From 8b72dd9000c7315aa93143d79aea60d571a875f1 Mon Sep 17 00:00:00 2001
From: csrwng <cewong@redhat.com>
Date: Thu, 22 Jan 2015 09:32:30 -0500
Subject: [PATCH 1/2] [Proposal] Security Contexts

---
 docs/design/security_context.md | 158 ++++++++++++++++++++++++++++++++
 1 file changed, 158 insertions(+)
 create mode 100644 docs/design/security_context.md

diff --git a/docs/design/security_context.md b/docs/design/security_context.md
new file mode 100644
index 00000000000..87d67aa7409
--- /dev/null
+++ b/docs/design/security_context.md
@@ -0,0 +1,158 @@
+# Security Contexts
+## Abstract
+A security context is a set of constraints that are applied to a container in order to achieve the following goals (from [security design](security.md)):
+
+1.  Ensure a clear isolation between container and the underlying host it runs on
+2.  Limit the ability of the container to negatively impact the infrastructure or other containers
+
+## Background
+
+The problem of securing containers in Kubernetes has come up [before](https://github.com/GoogleCloudPlatform/kubernetes/issues/398) and the potential problems with container security are [well known](http://opensource.com/business/14/7/docker-security-selinux).

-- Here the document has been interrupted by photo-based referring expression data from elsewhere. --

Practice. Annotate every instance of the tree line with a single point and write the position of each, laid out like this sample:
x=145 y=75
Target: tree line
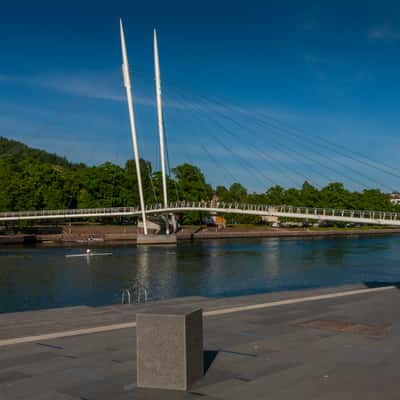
x=33 y=179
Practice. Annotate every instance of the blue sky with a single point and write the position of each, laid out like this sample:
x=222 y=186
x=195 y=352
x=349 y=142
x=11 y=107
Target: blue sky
x=230 y=72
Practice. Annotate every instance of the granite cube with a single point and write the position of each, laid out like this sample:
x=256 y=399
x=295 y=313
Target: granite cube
x=169 y=345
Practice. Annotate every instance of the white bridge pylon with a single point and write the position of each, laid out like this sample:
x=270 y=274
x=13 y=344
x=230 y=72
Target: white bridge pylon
x=303 y=213
x=127 y=84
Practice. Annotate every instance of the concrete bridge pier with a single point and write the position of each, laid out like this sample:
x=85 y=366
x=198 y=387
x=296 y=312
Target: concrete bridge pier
x=161 y=230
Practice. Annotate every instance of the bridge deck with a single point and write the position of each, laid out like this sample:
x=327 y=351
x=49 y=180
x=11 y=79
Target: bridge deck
x=307 y=213
x=345 y=347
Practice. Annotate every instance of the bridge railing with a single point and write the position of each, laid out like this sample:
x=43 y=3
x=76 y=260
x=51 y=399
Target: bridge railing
x=259 y=209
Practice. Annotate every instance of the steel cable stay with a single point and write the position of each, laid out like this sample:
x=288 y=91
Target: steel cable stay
x=276 y=163
x=298 y=132
x=253 y=171
x=309 y=159
x=231 y=109
x=216 y=110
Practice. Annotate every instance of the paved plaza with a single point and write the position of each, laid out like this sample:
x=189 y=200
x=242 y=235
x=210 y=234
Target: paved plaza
x=341 y=343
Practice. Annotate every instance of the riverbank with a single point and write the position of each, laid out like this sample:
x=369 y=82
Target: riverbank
x=103 y=234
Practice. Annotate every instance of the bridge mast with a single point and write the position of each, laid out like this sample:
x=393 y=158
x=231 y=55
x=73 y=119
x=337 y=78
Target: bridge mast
x=160 y=119
x=160 y=125
x=127 y=83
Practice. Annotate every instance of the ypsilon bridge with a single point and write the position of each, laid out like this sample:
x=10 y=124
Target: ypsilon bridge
x=166 y=211
x=320 y=214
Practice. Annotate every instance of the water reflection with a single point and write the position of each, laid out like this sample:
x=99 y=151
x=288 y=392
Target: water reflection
x=32 y=278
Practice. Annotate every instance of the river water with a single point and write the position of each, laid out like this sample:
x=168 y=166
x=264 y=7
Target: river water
x=42 y=277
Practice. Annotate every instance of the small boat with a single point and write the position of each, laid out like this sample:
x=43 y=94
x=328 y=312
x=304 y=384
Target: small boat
x=88 y=254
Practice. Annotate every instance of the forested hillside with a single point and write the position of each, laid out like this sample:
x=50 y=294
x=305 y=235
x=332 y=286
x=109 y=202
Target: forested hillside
x=34 y=179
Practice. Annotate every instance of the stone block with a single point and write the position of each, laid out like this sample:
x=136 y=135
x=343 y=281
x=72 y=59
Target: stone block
x=169 y=345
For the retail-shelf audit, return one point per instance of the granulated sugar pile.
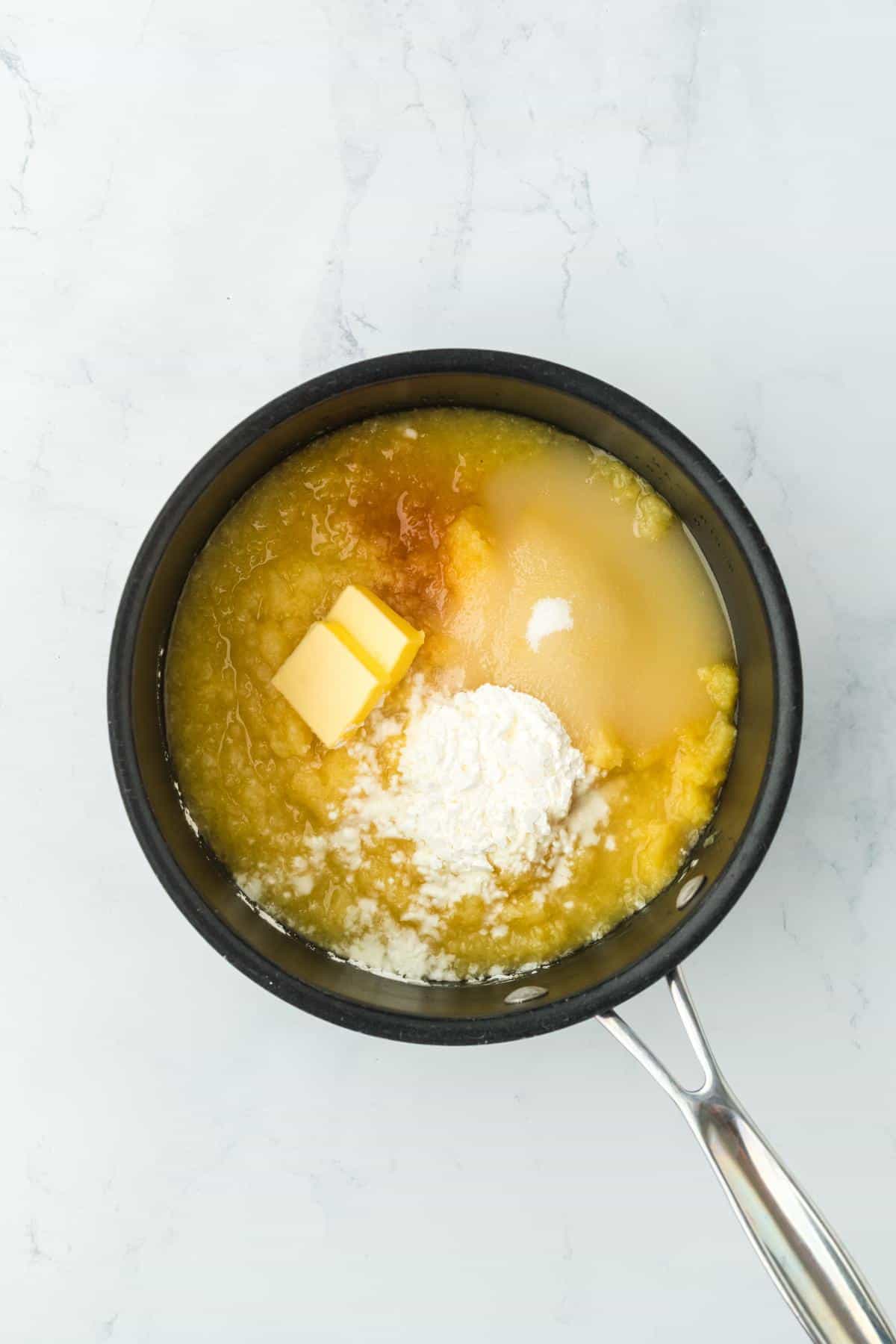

Although it is not possible to completely isolate Docker containers from their hosts, new features like [user namespaces](https://github.com/docker/libcontainer/pull/304) make it possible to greatly reduce the attack surface.
+
+## Motivation
+
+### Container isolation
+
+In order to improve container isolation from host and other containers running on the host, containers should only be 
+granted the access they need to perform their work. To this end it should be possible to take advantage of Docker 
+features such as the ability to [add or remove capabilities](https://docs.docker.com/reference/run/#runtime-privilege-linux-capabilities-and-lxc-configuration) and [assign MCS labels](https://docs.docker.com/reference/run/#security-configuration) 
+to the container process.
+
+Support for user namespaces has recently been [merged](https://github.com/docker/libcontainer/pull/304) into Docker's libcontainer project and should soon surface in Docker itself. It will make it possible to assign a range of unprivileged uids and gids from the host to each container, improving the isolation between host and container and between containers.
+
+### External integration with shared storage
+In order to support external integration with shared storage, processes running in a Kubernetes cluster 
+should be able to be uniquely identified by their Unix UID, such that a chain of  ownership can be established. 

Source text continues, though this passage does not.